Qualcuno mi ha chiesto se l'articolo sulla totale inattività dell’Associazione nazionale Popolari – in vita da anni ormai solo per consentire a Pierluigi Castagnetti di fregiarsi del titolo di “presidente” – ha ottenuto una qualche risposta. L’articolo, ripreso anche da “Il Domani d’Italia”, è stato letto da moltissime persone, ha avuto parecchi commenti ma neppure una parola – diretta o indiretta – dall’interessato. Un’indifferenza assordante, ma del tutto prevedibile. Infatti Hans Christian Andersen, dopo che tutta la gente assiepata lungo il corteo reale ripeteva gridando le parole del bambino “Non ha niente addosso!”, chiude così la sua bella fiaba: «E l'imperatore, rabbrividì perché sapeva che avevano ragione, ma pensò: "Ormai devo restare fino alla fine." E così si raddrizzò ancora più fiero e i ciambellani lo seguirono reggendo lo strascico che non c'era».


5 Commenti

  1. Pierluigi Castagnetti è il passato, anche lontano. Ci si appelli a personalità più giovani di età e con mentalità moderne pur nella tradizione così accoratamente auspicata nell’articolo. Spiace constatare che nel vivaio dei popolari non emergano figure catalizzatrici. Insistere e ricercare è necessario, doveroso e indispensabile. Don Sturzo non ha bisogno di imitatori ma di conferme dei principi ispiratori. Politica: bene comune.
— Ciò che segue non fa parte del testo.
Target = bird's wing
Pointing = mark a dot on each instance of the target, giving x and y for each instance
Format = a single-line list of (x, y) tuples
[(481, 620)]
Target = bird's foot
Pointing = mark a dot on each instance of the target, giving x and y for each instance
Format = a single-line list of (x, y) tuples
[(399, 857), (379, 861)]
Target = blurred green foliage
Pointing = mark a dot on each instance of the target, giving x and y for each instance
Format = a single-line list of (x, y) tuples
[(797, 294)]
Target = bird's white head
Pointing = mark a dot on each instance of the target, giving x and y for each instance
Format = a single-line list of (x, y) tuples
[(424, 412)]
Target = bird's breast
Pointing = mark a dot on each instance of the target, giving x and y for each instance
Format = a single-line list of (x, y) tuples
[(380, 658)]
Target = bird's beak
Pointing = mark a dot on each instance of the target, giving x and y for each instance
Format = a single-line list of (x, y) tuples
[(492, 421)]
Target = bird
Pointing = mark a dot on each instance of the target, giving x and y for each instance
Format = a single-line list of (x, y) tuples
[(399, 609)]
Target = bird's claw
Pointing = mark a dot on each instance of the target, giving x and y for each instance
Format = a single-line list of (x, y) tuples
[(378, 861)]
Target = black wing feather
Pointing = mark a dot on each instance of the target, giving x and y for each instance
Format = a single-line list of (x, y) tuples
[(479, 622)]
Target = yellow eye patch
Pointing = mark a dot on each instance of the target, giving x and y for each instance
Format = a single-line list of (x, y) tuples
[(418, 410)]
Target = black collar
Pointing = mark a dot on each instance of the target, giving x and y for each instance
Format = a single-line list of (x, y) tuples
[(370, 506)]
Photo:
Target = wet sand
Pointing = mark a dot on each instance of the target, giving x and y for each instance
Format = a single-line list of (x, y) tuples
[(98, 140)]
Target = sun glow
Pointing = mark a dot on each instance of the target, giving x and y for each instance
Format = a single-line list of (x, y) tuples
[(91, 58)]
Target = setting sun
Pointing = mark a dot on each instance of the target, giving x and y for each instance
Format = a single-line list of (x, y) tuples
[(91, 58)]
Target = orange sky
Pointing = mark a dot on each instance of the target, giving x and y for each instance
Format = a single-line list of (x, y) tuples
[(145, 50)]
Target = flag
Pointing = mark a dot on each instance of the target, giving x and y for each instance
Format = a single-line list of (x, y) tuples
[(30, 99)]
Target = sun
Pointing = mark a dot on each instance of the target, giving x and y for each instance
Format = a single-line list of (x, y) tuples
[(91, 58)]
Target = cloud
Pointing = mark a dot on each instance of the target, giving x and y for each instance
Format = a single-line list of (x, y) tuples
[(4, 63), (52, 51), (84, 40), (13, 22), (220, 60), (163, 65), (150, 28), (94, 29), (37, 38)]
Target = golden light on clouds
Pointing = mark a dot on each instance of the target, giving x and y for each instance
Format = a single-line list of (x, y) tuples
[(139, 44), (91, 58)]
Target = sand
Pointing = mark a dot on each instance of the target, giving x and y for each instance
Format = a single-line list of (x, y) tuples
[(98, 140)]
  2. Analisi lucida, anche nella ammissione che intanto l’appello alla buona politica, saldamente ancorata dei valori cristiani e alla costituzione, rimarrà inesorabilmente al palo per l’assenza oltre che di un leader, di una credibile rete di base. E allora non vedo proprio alternative all’umile riconoscimento che dobbiamo ricominciare dal PD, portando avanti da dentro al partito uomini e idee nei quali riconoscerci … Con i nostri (vostri) distinguo non si è già perduto troppo tempo, insieme a troppi voti?

  3. L’analisi di Alessandro Risso non ammette alibi ed è totalmente condivisibile la sua proposta di dare un taglio a una indecisione pretestuosa, meschina e paralizzante. Si tratta di un’impresa che richiede coraggio. Il coraggio però lo si vede nel progetto politico. Che è forse l’aspetto più critico. Finora è mancato il comune riconoscimento di una causa di forza maggiore che faccia da catalizzatore fra esperienze e sensibilità che sono inevitabilmente diverse, frammentate e indisponibili a fare un passo indietro l’una nei confronti dell’altra. E pensare che basterebbe guardarsi attorno per trovare questo elemento: la caduta della classe media che trascina con sè la tenuta della democrazia, causata da politiche economiche sbagliate e irresponsabili a cui porre rimedio con decisione. Ma forse è proprio su questo punto decisivo che si avverte la mancanza del necessario coraggio. Un coraggio che non potrà che scontentare quei pochi che nelle distorsioni delle attuali politiche economiche ci sguazzano, e portare invece l’atteso consenso delle moltitudini che ne sono le vittime.

  4. Non mi dilungo ma uso due semplici aggettivi: bello e concreto. Ogni tanto Alessandro ha il pregio di volare alto ed in un colpo solo dare lustro e credibilità a questa (comunque ancora) bella Associazione… che ogni tanto, sempre secondo me, come in questi ultimi due mesi, vede troppe persone che fanno sfoggio di buonismo tout court che non sta in cielo ne in terra. Non ho volutamente commentato alcuni articoli recenti, che già nel titolo fanno riferimento a formule matematiche da strapazzo. Articoli però che hanno visto nei commenti controanalisi lucide. Penso che tali articoli hanno fatto, facciano o e faranno solo danni. Anzi mi pare che chi li ha scritti viva fuori dal mondo, e pure di molto. Comunque, qui è diverso e ripeto, bravo Alessandro… anche se purtroppo a mio avviso un articolo del genere proprio per l’importanza di quel che dice ed il modo in cui suggerisce di muoversi meriterebbe una platea, diciamo così, da socialdemocrazia scandinava di qualche anno fa. Non certo la platea odierna di singoli individualisti, per giunta convintissimi ed il cui pregio principale è quello di martellare sulla tastiera.